Diabetes puts people at risk for complications and death from COVID-19. Now, evidence suggests that COVID-19 may trigger new cases of both type 1 and type 2 diabetes.
According to The Washington Post, 14% of people who developed severe cases of COVID-19 also developed diabetes. Many of the newly diagnosed had no previous history of the disorder and some returned to normal after recovery from the infection. However, others developed full-blown diabetes, adding to the growing list of potentially long-term complications of COVID-19.
According to SELF, COVID-19 may not trigger diabetes directly, although experts currently have no explanation for the link. Pediatrician Dr. Dyan Hes, from New York, says she is not surprised about the association. Hes says type 1 diabetes, the less common form, is caused when the immune system attacks its own insulin-producing cells of the pancreas. Researchers have already been looking into the mechanisms on how viruses can cause type 1 diabetes, she said.
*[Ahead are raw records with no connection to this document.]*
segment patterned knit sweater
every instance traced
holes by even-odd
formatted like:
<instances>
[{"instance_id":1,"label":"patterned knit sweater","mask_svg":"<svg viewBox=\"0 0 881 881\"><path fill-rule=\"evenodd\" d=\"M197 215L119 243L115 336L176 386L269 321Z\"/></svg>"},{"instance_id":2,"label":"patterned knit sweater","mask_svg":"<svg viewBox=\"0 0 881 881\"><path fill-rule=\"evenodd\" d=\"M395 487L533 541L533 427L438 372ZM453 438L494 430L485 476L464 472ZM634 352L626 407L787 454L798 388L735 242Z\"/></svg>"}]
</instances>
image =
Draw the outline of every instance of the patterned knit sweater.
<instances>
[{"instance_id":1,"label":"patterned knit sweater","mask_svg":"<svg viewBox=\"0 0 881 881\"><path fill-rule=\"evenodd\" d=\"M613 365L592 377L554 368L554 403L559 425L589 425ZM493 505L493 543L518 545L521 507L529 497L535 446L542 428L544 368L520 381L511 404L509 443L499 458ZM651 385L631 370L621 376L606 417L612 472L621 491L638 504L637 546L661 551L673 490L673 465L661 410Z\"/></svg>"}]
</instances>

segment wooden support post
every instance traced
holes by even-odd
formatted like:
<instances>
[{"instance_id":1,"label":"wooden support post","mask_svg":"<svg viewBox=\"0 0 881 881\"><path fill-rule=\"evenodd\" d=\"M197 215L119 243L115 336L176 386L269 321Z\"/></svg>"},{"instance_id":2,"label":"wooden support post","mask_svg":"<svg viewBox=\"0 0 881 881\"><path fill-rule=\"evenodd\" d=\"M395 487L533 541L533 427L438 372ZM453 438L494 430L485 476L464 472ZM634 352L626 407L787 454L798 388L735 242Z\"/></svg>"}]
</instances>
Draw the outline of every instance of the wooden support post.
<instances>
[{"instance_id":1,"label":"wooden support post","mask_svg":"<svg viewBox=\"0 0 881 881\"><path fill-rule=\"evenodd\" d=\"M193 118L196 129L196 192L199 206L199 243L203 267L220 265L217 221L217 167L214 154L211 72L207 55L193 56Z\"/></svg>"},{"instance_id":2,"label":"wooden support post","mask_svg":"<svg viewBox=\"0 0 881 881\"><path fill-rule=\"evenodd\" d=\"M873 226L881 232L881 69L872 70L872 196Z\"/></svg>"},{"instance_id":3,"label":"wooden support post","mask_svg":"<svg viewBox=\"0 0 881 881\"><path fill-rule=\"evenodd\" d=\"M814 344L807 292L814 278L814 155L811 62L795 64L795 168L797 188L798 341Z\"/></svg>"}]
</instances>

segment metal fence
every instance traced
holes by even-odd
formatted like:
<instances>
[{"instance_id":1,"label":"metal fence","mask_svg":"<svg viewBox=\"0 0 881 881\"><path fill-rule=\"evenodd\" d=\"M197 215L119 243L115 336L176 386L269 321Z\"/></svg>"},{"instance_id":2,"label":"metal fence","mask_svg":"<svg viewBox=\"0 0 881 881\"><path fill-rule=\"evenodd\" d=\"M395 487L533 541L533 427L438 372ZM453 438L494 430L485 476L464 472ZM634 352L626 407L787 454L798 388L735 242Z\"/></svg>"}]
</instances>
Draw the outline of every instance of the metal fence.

The Centers for Disease Control and Prevention says that while genetics plays a strong role in developing type 1 diabetes, environmental triggers, such as a virus, are thought to play a role. Experts are investigating whether SARS-CoV-2 can trigger new diabetes cases this way.
One theory is that the virus attacks the cells in the pancreas that make insulin by binding to their ACE2 receptors and altering their function. This would explain why COVID-19 causes type 2 diabetes as well, according to SELF.
“If scientists could figure out how or if viral infection can damage beta cells, or what role viruses play in the development of the disease, it would be a real turning point,” said Dr. Katie Colbert Coate, Ph.D., a diabetes researcher at Vanderbilt University Medical Center.
Dr. Hes said that there is ongoing research into the link between diabetes and COVID-19. Scientists are gathering data globally into a global registry called CoviDIAB to gain a better understanding of how COVID-19 causes diabetes and how best to treat these patients.